“El Chorrito”
6404 North Clark Street
Chicago, Illinois 60626, EE UU

 

Se dice que Devon Street, en Chicago, es una de las calles más fascinantes de EE UU. Allí se suceden bares universitarios, supermercados latinos, tiendas indias (muchas), restaurantes afganos, una sinagoga, la tienda de ropa del Ejército de Salvación para familias sin recursos, un café georgiano, y muchas otras cosas que no caben en la primera mirada. No es una calle acomodada, pero tampoco se oyen tiroteos por la noche; está en el cruce exacto entre lo desconocido y lo convencional que hace que su exotismo reconforte al visitante.

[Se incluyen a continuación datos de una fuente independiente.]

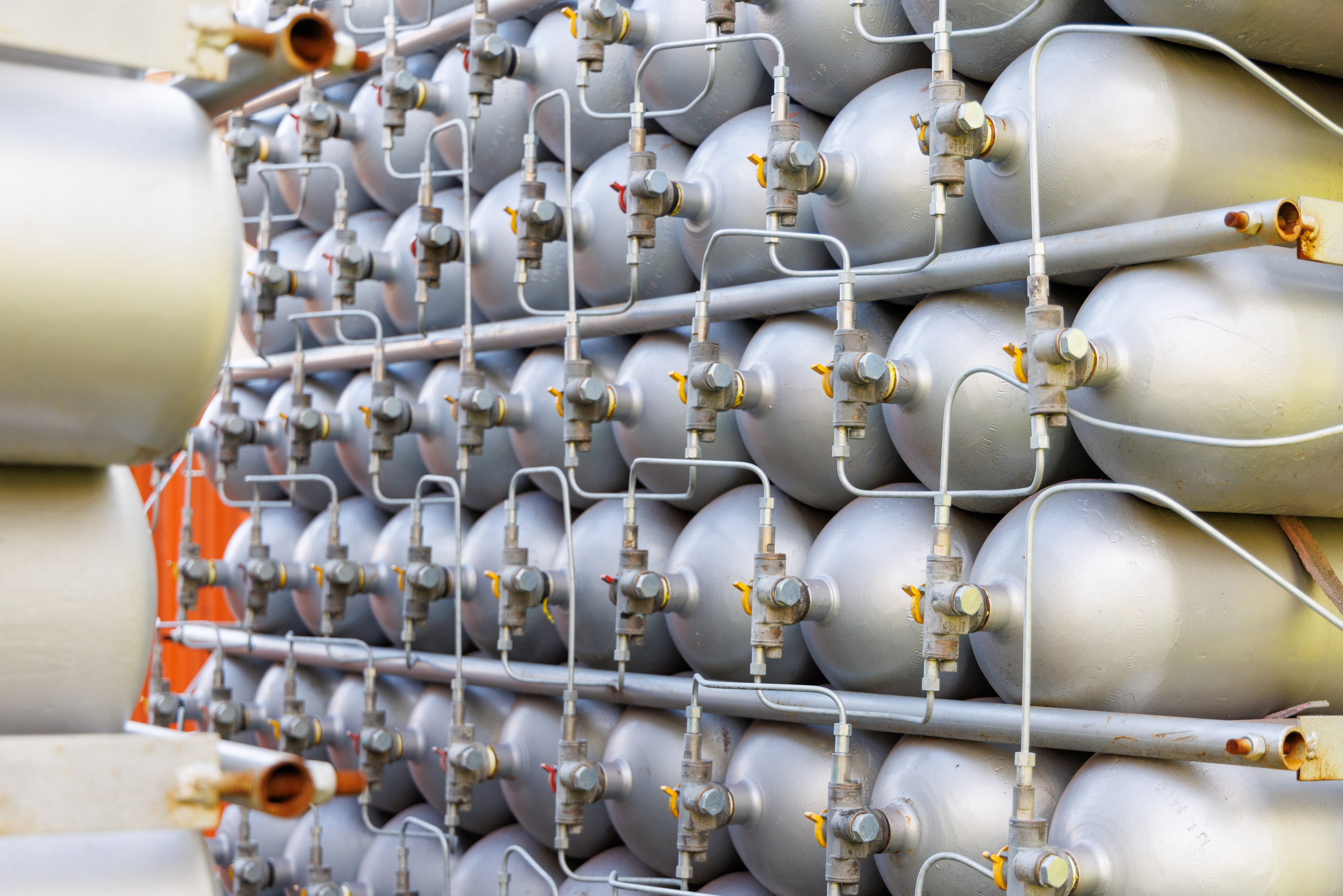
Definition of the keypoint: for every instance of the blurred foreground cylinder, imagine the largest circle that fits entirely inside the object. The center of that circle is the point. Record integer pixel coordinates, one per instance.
(782, 770)
(1135, 610)
(113, 337)
(1235, 346)
(78, 600)
(1154, 117)
(144, 863)
(1146, 826)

El ChorritoY no hay queja si es eso lo que una encuentra un jueves cualquiera a las once de la noche, sin haber cenado a una hora en la que la que la mayoría de norteamericanos se dedican a actividades más golfas sean éstas beber, dormir o ver la televisión. En la intersección de Devon con Clark hay un local pequeño, que gracias a un enorme toldo naranja en el que se lee, con historiadas letras amarillas, “El Chorrito”, no pasa desapercibido. No se cansa de anunciar sus buenos precios, los tacos baratos, los tacos vegetarianos y lengua y burritos y un montón de cosas cuyo nombre no entendí escritas sobre simples folios y en rotring azul. Ni una palabra de inglés.

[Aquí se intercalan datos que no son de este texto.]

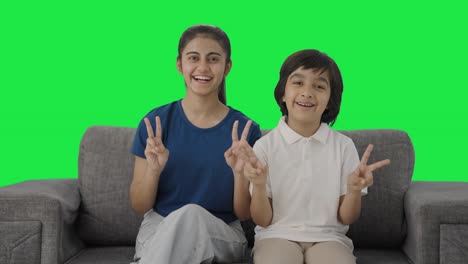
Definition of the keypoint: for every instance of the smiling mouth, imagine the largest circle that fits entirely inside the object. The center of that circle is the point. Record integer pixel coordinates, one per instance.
(305, 104)
(202, 78)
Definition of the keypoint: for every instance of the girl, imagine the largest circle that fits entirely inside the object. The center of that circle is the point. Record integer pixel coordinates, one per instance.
(306, 179)
(191, 196)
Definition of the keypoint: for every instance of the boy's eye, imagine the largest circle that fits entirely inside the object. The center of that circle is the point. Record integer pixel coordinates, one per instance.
(213, 59)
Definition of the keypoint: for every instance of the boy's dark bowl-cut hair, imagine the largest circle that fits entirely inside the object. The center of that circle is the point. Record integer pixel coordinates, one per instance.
(312, 59)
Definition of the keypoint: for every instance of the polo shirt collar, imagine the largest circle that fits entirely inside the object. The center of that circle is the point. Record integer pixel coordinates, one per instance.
(292, 136)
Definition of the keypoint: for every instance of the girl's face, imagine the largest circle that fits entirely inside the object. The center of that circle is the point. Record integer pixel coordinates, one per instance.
(306, 95)
(203, 65)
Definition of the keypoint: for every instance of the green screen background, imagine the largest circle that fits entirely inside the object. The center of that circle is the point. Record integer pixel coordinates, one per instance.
(68, 65)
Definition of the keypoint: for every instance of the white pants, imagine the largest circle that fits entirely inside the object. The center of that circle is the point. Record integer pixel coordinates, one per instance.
(190, 234)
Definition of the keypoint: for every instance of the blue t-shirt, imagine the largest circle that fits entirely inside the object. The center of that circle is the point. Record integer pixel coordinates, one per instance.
(196, 172)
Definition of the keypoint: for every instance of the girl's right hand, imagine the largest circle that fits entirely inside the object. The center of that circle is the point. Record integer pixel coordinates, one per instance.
(155, 152)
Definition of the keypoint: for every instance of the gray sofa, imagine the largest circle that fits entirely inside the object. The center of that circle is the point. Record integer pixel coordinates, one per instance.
(89, 219)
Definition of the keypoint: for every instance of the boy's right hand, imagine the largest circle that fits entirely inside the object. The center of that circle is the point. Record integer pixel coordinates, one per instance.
(256, 172)
(155, 152)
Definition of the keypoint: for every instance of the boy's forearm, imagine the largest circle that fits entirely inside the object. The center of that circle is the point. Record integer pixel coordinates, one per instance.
(241, 197)
(260, 206)
(350, 208)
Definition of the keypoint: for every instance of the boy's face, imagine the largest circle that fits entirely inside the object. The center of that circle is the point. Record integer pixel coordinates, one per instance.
(203, 65)
(306, 95)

Era típico, claro, pero qué no es típico o tópico en EE UU. Saturados como estamos de cine estadounidense, y saturados como están ellos también de esos referentes cinematográficos (la pregunta sobre qué fue primero, si el estereotipo o la realidad, es más que inquietante en aquel país), es difícil llegar a un sitio y no recordar el gran cine americano, o, más bien, el telefilm de sobremesa. Si digo que la pregunta es inquietante es porque el visitante no tiene claro que esa realidad no haya sido construida a imagen y semejanza del entretenimiento americano, como una producción más de Hollywood. Al cruzar la puerta de “El Chorrito” se ven unas pocas mesas pequeñas, ocupadas por familias hispanas y algunas parejas blancas, mientras la tele conecta Univisión, que retransmite a un volumen muy audible la detención del narcotraficante colombiano conocido como “El Fritanga”. Es difícil describir la sensación de autenticidad, una nada consciente autenticidad.

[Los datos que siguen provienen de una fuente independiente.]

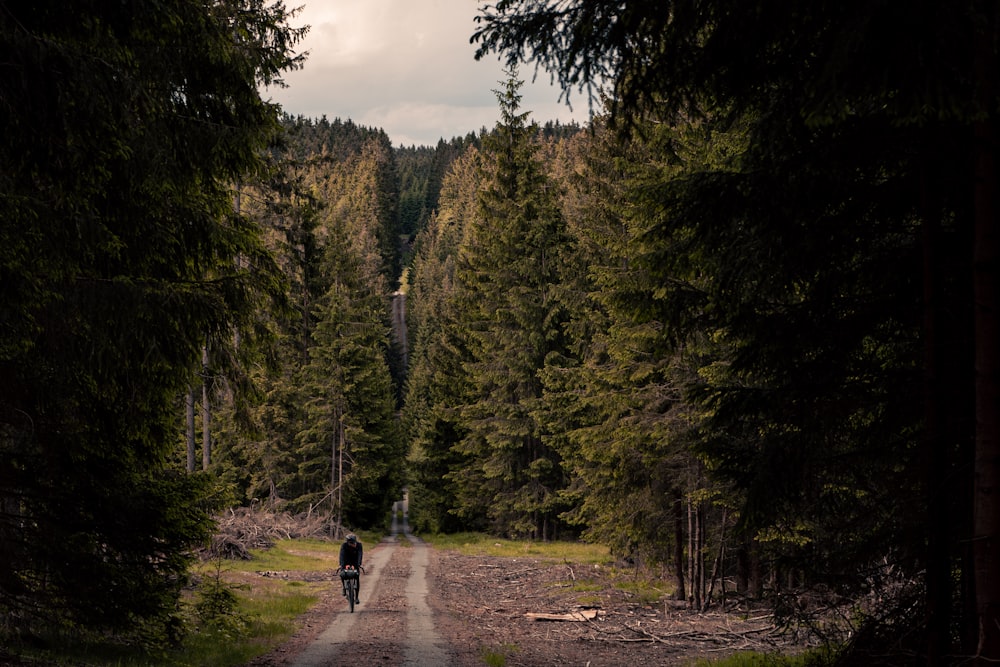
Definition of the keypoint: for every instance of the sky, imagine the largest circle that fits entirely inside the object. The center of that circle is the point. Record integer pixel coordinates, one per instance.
(407, 67)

Y es que la imagen que ofrece “El Chorrito”, a pesar de las guadalupes que adornan las paredes, a pesar de las truculentas historias de la televisión (“Dos siameses unidos por la cabeza son separados en una operación”), a pesar de la joven y despierta camarera con el largo pelo apretado en una coleta, su imagen, digo, se escapa del cliché. El garito mexicano de Clark Street no es el lugar donde reeditar los ajustes de cuentas de la Mafia, y tampoco el lugar donde rodar una comedia costumbrista sobre la integración hispana. En la mesa de al lado, un hombre y una mujer blancos, vestidos de ese negro chic que guiña a la Vieja Europa, engullen una sopa y dos burritos. Hablan en voz baja, en un tono pausado que es tan adecuado para comentar una obra de teatro como para tratar los problemas del crío en el colegio; por su edad, podrían ocuparse de cualquiera de las dos cosas. Ese hombre y esa mujer pertenecen a otra tradición, étnica, social e incluso cinematográfica. De repente, vi la imagen arquetípica: la comedia dramática de relaciones personales, la conversación en el restaurante de barrio, el plano americano de los dos comiendo, uno a cada lado de la pantalla, el plano-contraplano de sus rostros. Y eso tenía sentido, porque lo alternativo a la cultura dominante ya no es lo italiano, sino lo mexicano; la curiosidad ya no se simboliza con un vino italiano, sino con las especias provenientes del otro lado de la frontera. La cuestión, y es por esto que “El Chorrito” sonaba, olía y sabía de manera genuina, como un verdadero mexicano de Devon con Clark, es que los objetos no simbolizaban nada. Yo no oía la conversación de la pareja, la humildad de la comida no realzaba la insaciable búsqueda sentimental de los personajes. Dejé de mirarles. El restaurante, tan pequeño y lleno, de paredes blancas y carteles coloridos, tan alegre y tan poco bullicioso, tan recogido en sí mismo, era y es el centro de mi atención, o así lo quiero contar: es el único modo de respetar la inocencia del lugar.